All of which raises several questions. One concerns public attitudes. Given that people in France and Germany have been cancelling their appointments in droves if they found out they had been allocated the AstraZeneca vaccine, it is hard to believe they will be much more enthusiastic about Sputnik V. Then again, with the third wave of the pandemic in full swing and favourable assessments of Sputnik V’s efficacy multiplying, maybe there will be a reluctant acceptance that needs must.

A second question concerns the EU’s relations with Russia. Amid its pandemic travails, Hungary and Romania have already broken EU ranks to buy consignments of Sputnik V. But could a pan-EU agreement to buy the Sputnik vaccine lead to a broader diplomatic rapprochement with Russia of the sort that France, and to a lesser extent Germany, have been eyeing for a while – against fierce opposition from Poland and the Baltic States?
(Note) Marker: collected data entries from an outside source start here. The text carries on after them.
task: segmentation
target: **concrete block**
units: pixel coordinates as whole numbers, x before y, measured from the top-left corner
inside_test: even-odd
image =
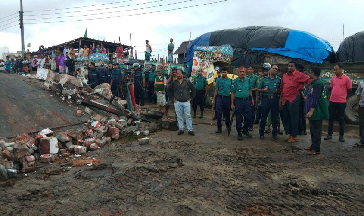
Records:
[[[8,171],[5,169],[3,165],[0,164],[0,181],[8,180]]]
[[[77,146],[75,148],[76,154],[85,154],[87,152],[87,148],[85,146]]]

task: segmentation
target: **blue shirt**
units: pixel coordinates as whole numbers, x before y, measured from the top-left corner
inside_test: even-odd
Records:
[[[259,82],[259,89],[265,89],[268,86],[269,92],[263,92],[263,96],[278,96],[278,93],[274,93],[274,90],[279,90],[281,86],[281,78],[278,76],[275,76],[274,79],[270,78],[269,76],[264,77]]]
[[[121,70],[119,68],[118,69],[114,68],[111,73],[113,86],[119,84],[121,77],[122,77]]]
[[[137,69],[136,71],[134,71],[134,83],[142,83],[143,79],[145,78],[144,72],[140,69]],[[149,79],[150,79],[150,75],[149,75]],[[155,77],[154,77],[155,79]]]
[[[195,77],[195,79],[193,80],[193,85],[195,86],[196,90],[205,90],[205,87],[207,86],[206,77]]]
[[[215,89],[217,89],[217,95],[230,96],[232,83],[233,81],[229,77],[216,79]]]
[[[101,83],[107,83],[107,69],[100,68],[99,69],[99,82]]]

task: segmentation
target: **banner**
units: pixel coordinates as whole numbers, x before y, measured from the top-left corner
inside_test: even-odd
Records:
[[[191,77],[197,76],[199,69],[202,69],[202,75],[206,77],[208,84],[214,81],[216,75],[214,63],[224,62],[231,63],[234,49],[230,45],[223,46],[196,46],[194,48],[193,64]]]
[[[48,69],[38,68],[36,78],[41,80],[46,80],[48,73],[49,73]]]

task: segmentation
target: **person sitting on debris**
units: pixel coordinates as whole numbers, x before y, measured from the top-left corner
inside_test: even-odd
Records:
[[[87,74],[88,84],[91,88],[95,88],[99,85],[99,70],[95,67],[95,62],[90,63],[90,68]]]
[[[177,69],[177,80],[173,81],[168,87],[168,92],[169,96],[173,99],[177,114],[179,128],[178,135],[182,135],[184,133],[184,115],[186,118],[188,134],[194,136],[195,133],[193,132],[192,128],[190,102],[196,95],[196,88],[189,80],[183,79],[183,73],[181,69]]]
[[[160,110],[162,110],[166,105],[166,85],[167,80],[162,74],[162,68],[158,68],[157,76],[155,77],[154,82],[154,94],[157,95],[157,104],[159,105]]]

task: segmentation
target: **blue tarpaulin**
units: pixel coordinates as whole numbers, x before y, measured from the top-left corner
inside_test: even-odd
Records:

In Berlin last autumn, at a time when the Russian opposition politician, Alexei Navalny, was still in a Berlin hospital, I was struck by how Germans – from politicians to the broader public – seemed willing to keep what was seen as a Kremlin assassination attempt on Navalny quite separate from economic relations with Russia, including a determination to see the gas pipeline project Nord Stream 2 completed. Navalny’s plight, and his current incarceration in a Russian prison camp, will probably not be the block to regular, if not improved, EU relations with Russia – contrary to the hopes of his most fervent supporters.
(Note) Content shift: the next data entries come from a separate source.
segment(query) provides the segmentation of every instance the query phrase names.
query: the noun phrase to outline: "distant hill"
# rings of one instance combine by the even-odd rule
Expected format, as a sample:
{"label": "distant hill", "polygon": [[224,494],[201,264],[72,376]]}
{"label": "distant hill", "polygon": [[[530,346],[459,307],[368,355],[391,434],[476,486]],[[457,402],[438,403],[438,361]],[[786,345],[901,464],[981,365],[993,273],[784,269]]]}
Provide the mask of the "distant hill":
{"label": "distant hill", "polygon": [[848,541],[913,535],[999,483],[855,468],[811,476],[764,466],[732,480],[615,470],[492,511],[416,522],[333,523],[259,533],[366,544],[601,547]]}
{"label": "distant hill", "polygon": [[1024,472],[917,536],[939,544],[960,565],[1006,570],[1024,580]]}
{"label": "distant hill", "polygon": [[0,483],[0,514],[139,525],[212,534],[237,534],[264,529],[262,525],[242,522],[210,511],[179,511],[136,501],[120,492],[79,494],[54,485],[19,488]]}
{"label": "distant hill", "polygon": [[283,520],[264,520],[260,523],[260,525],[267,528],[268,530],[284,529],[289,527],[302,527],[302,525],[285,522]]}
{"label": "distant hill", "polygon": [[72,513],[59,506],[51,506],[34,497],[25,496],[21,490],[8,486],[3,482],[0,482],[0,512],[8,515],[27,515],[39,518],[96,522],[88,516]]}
But a third question is for the UK. What might it say about the current state and immediate future of UK-EU relations if the leaders of France and Germany have determined that a Russian vaccine is preferable to ‘ours’. The EU may have approved the AstraZeneca vaccine for all age groups and British scientists insist that any clotting problem is minuscule, compared with the risks from not being vaccinated. But such assurances have not prevented individual authorities from suspending vaccinations with AstraZeneca, or halting them entirely.

As the UK congratulates itself on its vaccination success, can it really be that President Macron and Chancellor Merkel are inclined to place more trust in a Russian vaccine than one developed amid Oxford’s dreaming spires? If so, it would seem there is quite a lot more diplomatic, if not scientific, work to be done.